Exploration of Power-Delay Trade-Offs with Heterogeneous Adders by ILP 799
However, it is noteworthy that the difference among the power reductions of the four bit-widths of heterogeneous adders is negligible because the differences between each other are smaller than 1%. The power reduction of the four bit-widths of heterogeneous adders, P R MAX is around 40%.
Finally, Table 2 shows the maximum running time of "lp solve" from the optimizations with the whole range of upper bounds. "lp solve" ran once for each ILP optimization with a specific θ delay or θ power and its running time depended on the upper bound for each ILP optimization. The experiments were performed by Intel Pentium 2.4 GHz CPU with Linux OS. For example, the maximum running time of "lp solve" for 128-bit delay-constrained power optimizations is 3.04 s, for the 174 runs of "lp solve". These results show the high efficiency of the proposed method even for considerably large bit-width such as 128.

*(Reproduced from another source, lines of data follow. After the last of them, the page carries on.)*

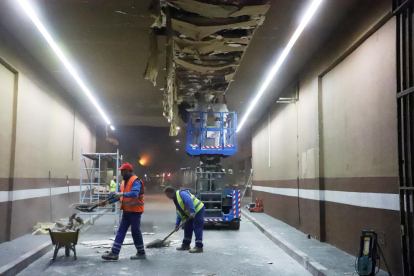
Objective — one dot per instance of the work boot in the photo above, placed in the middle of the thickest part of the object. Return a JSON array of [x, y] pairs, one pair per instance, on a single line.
[[110, 256], [139, 257], [184, 247], [196, 250]]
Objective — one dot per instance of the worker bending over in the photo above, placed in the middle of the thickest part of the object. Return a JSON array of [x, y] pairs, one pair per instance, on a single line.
[[132, 201], [189, 209]]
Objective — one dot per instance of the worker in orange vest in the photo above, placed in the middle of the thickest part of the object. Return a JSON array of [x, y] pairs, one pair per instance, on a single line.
[[132, 202]]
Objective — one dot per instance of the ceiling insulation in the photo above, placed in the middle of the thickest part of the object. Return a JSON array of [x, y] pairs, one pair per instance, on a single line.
[[205, 42]]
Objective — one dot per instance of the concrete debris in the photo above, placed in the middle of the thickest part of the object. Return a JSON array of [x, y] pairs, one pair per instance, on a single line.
[[204, 46], [75, 223], [105, 243], [151, 72], [157, 244], [40, 228], [200, 32], [203, 9]]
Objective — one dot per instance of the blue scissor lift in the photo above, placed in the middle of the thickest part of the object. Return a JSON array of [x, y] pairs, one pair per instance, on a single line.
[[212, 136]]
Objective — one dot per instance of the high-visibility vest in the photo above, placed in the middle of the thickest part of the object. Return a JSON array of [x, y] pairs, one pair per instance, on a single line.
[[197, 204], [112, 186], [131, 204]]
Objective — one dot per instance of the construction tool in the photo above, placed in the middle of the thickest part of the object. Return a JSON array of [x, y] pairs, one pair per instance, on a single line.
[[90, 209], [258, 207], [160, 243], [368, 254]]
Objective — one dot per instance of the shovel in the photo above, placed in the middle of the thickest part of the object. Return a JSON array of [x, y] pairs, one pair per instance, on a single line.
[[159, 243], [88, 209]]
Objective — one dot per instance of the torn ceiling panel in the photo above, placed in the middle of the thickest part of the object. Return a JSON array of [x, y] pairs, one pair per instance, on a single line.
[[206, 40]]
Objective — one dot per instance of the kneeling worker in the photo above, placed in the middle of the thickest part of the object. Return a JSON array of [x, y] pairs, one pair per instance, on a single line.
[[191, 209], [132, 203]]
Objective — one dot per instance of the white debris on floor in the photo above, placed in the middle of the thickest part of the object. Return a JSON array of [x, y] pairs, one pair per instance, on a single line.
[[105, 243]]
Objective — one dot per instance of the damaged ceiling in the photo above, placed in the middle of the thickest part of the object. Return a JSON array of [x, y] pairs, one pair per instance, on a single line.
[[208, 46], [205, 43]]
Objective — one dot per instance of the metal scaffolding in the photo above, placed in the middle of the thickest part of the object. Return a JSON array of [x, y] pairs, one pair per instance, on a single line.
[[92, 185]]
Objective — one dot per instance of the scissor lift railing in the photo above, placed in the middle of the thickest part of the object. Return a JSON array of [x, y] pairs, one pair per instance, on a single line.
[[87, 185], [211, 133]]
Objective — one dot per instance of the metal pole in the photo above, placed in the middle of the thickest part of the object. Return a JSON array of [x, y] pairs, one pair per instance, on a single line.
[[80, 178]]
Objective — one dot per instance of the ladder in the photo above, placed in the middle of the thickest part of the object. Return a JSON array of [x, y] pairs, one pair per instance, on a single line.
[[248, 184]]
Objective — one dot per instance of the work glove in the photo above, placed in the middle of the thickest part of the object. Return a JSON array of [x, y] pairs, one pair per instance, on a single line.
[[102, 203]]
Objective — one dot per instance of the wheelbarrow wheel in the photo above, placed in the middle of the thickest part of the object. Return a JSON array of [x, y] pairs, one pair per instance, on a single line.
[[67, 250], [55, 253]]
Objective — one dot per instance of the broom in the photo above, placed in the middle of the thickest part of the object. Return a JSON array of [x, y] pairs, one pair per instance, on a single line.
[[160, 243]]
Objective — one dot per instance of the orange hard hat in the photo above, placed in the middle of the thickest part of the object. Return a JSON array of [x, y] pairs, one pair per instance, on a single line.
[[126, 166]]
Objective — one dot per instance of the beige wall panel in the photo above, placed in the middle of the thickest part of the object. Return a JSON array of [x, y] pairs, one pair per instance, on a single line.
[[359, 110], [260, 151], [6, 119], [283, 143], [308, 143], [44, 132]]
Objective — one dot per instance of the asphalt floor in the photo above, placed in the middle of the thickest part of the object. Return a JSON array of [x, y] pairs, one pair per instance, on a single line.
[[226, 252]]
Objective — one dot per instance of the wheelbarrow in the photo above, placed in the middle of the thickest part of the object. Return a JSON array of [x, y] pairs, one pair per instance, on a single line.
[[68, 240]]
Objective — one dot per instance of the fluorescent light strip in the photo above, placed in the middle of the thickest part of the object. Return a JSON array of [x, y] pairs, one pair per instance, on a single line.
[[305, 20], [30, 12]]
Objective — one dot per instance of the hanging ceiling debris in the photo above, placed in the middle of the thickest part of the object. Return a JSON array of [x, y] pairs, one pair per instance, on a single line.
[[205, 42]]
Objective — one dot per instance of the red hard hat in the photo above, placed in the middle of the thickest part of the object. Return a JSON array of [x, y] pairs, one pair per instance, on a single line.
[[126, 166]]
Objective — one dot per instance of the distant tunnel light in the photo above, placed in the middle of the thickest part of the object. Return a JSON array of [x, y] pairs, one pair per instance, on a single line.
[[309, 13], [30, 12]]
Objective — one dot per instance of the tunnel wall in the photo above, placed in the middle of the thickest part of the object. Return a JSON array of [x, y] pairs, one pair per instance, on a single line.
[[40, 145], [333, 168]]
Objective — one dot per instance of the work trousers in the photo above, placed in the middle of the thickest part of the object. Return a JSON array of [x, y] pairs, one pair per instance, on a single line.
[[132, 219], [196, 224]]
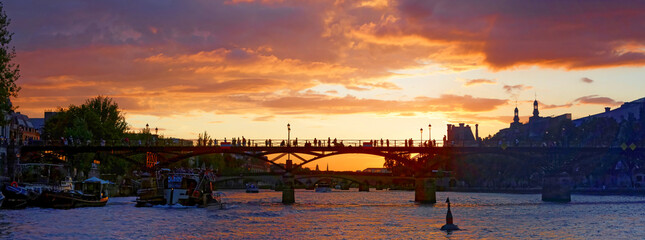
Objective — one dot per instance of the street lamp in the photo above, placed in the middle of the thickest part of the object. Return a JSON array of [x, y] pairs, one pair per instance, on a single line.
[[429, 133], [288, 163]]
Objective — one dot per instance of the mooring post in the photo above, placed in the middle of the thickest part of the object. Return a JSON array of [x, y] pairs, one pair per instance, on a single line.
[[288, 194], [449, 226], [425, 190]]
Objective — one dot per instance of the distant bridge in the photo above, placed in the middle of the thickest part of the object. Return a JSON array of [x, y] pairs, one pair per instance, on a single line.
[[308, 154], [557, 188]]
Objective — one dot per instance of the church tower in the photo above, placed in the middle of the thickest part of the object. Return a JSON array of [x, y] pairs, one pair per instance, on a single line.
[[516, 118]]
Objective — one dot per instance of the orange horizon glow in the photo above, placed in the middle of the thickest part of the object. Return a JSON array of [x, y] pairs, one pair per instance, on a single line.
[[366, 69]]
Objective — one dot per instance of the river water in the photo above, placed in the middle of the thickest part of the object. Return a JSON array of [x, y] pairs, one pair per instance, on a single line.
[[340, 215]]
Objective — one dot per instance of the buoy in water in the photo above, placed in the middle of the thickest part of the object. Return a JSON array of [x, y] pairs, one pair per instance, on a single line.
[[449, 225]]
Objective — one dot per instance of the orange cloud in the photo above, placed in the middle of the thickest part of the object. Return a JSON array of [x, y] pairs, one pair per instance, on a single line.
[[473, 82]]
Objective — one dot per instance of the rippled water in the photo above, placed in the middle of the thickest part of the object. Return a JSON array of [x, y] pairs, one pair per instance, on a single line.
[[340, 215]]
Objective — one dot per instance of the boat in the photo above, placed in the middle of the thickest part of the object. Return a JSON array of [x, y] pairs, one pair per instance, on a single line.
[[322, 187], [171, 188], [252, 188], [16, 197], [91, 194]]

The experimental results in Fig. 3 present the delay-constrained power optimization of the various bit-width of heterogeneous adders, or vice-versa. Also the reduction of power when compared to the case of using conventional adder and the running time of "lp solve" for an ILP formulation promises the feasibility of the proposed method for real applications. As shown in Fig. 4 , the delay reduction increases as the bit-width of the heterogeneous adder becomes larger, whereas the power reduction according to the different bit-width of the heterogeneous adder, is almost identical.
Conclusions
For designing power-delay efficient adders, the idea of a heterogeneous adder architecture is adopted and the ILP formulation of power and delay for the heterogeneous adder is introduced in this paper. Considering four bit-widths of adders (128, 96, 64, and 32), it is shown that multiple solutions for configurations of the heterogeneous adder were found by ILP. In comparison with conventional and homogeneous adders, the heterogeneous adders are more useful in that significant delay reduction and power consumption reduction can be achieved with a small optimization time.